The unforgiving servant in Matthew 18 experienced great mercy when a debt he could never repay was completely cancelled by the king (v27). Yet almost immediately, he grabbed another servant by the throat over a far smaller debt that was owed to him (v28). The king’s words cut through his illusion: “Should you not also have had compassion… just as I had pity on you?” (v33).
The tragedy is not just his cruelty, but his forgetfulness. In contrast, Paul the Apostle lived with an unshakable awareness of mercy. Once a violent persecutor of the church, he never outgrew the memory of what he had been saved from (1 Timothy 1:15–16). Instead of minimizing his past, he magnified grace. The more he remembered forgiveness, the more freely he gave it.
One man forgot what he received and became harsh. The other remembered and became a living stream of mercy.
Therefore the shaping question of forgiveness is not “How badly were they wrong?” but “How deeply have I received grace?”

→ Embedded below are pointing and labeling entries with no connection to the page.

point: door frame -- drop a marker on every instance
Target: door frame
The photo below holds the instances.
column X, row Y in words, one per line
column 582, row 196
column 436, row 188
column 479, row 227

Forgiveness is not sustained by emotional strength—it is sustained by memory. When grace is remembered, it becomes impossible to withhold.
Pause and Ponder
What has God forgiven me that I have begun to take lightly?
How is my awareness of grace shaping the way I respond to others?
Whom is God inviting me to extend undeserved grace to today?
When grace is remembered, forgiveness flows. When grace is forgotten, hardness returns.

Lord, may I never grow familiar with what it cost You to redeem me. Help me always remember the grace I have received, and teach me to freely give it. Amen.